The woman is so striking (beautiful) and she has such wonderful skin tones that I'd definitely go with color. The red thing doesn't bother me -- my eyes aren't pulled to it because, frankly, I'm powerfully pulled to images of beautiful women. I think color may work better with people who are younger...black and white sort of emphasizes experience, rather than beauty. So, color.

About landscapes...Moonrise, probably Adams' most famous image, has a strong human dimension to it, with the illuminated grave yard in the foreground. That's a different kind of landscape, and one that I really like. But, you know, trees? Blagh.

Ronman said...

Regarding Ray's reply, since when is photography rational? Not to criticize or necessarily disagree, but seems to me it's far more subjective and discretionary than rational. I like em' both, but in the context of this composition I prefer B&W.

Anonymous said...

I'm for the b/w version, mostly for the previously given reasons. But also because I just like the tonal simplicity of b/w. Cheers, Keith M

Anonymous said...

B&W for me, even after discounting the red distraction.
I thought it was a basic rule that a red path near the edge is a no-no.
similarly the white patch in the B&W.
Both could have been edited out for my taste.
But my images are not in same league.

Anonymous said...

The black and white one is better. On the color version the red stuff in background is too distracting.

Hugo

Richard Parkin said...

For me the colours go well together to make an attractive ‘picture’ but the mono is a better ‘portrait’.

Anonymous said...

Always color!
Computer screens are not good at reproducing delicate shades of grey; real black and white prints from the darkroom do much better. And a real colour printer cannot make good black and white prints, you need a printer that works with different grey pigments, black and white is difficult in the digital world.
Frank.

Christer said...

Sorry, but I find the picture unsharp and grainy. And not even a hint of contact with the viewer/photographer.

Michael Matthews said...

I have to second the suggestion that toning down the red distraction would make the color version the winner. Be it Lightroom or Photoshop that might take 30 seconds. The result could be a marvelous, harmonic display of colors. A mellow, satisfying chord...to torture a metaphor. As long as it’s not something absurd and obvious - say, turning a red Coca-Cola sign blue - that kind of thing does no disservice to a photo.

Don Karner said...

I vote B&W. The red color behind her head distracts from her face. Just MHO.

LeftCoastKenny said...

But for the red behind her head I like the color version better. If it were my shot it could be an interesting exercise to tone down that red.

Peter Dove said...

Color. I’m with Mike R. - the “study in browns” hit me right away. I might even change that little patch of blue to match better. Her skin, jacket, the bits of red in the background just make a wonderful visual stew.

Jon Maxim said...

Color for me. I love B&W pictures when they are spectacular. I have come to realize that what makes me like B&W is when there is a full tonal range and very good macro and micro contrast - think using the full zone system a la Ansel Adams/Minor White. Anything else makes me feel like something is missing and, when I subsequently see it in color, I breathe a sigh of relief.

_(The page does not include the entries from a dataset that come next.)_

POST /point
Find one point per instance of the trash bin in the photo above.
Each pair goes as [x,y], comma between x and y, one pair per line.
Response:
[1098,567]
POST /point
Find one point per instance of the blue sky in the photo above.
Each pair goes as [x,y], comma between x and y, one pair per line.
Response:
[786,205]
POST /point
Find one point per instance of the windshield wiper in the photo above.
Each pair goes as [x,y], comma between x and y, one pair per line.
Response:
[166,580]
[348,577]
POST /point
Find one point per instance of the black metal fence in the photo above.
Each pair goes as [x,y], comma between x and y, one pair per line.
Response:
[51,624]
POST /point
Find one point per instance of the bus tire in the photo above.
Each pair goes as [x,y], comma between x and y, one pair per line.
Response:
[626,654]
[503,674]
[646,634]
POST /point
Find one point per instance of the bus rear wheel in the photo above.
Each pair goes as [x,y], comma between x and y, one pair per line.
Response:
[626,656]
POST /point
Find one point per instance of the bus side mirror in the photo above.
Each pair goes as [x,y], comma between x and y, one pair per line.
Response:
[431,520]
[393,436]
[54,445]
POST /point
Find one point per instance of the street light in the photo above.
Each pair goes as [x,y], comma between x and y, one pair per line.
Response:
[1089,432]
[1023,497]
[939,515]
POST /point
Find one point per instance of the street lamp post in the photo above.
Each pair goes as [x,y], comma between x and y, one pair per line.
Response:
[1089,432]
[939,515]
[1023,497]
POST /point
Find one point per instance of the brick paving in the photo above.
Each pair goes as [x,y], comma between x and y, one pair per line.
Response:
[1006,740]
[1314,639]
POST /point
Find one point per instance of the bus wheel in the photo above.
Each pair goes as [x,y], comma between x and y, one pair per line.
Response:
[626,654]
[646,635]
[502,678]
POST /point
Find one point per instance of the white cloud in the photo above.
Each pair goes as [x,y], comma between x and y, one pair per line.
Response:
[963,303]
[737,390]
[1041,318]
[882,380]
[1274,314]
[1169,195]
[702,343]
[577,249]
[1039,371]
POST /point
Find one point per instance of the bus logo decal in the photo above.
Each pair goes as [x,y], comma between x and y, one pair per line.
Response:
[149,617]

Your B&W picture looked lovely to me at first, especially the difference in textures between the skin of the face, the hair and the jacket. But when I saw the color version it felt "better" somehow. Your edits, warming and saturating the figure and de-saturating the background, are "just right" for me.

Lovely portrait in all versions.

Nigel H said...

Having been doing a fair bit of sorting and editing recently(!), I've found myself asking that question quite a bit! What I have come to realise is that as well as those photos which clearly to my eyes work better in either black and white or colour, there are some photos that work equally well in both and you don't have to decide on one or the other.
For me, of the original two shots, I prefer the black and white, but it's a much closer thing with the second colour version....it's "crisper" and avoids what I might call "messy colour."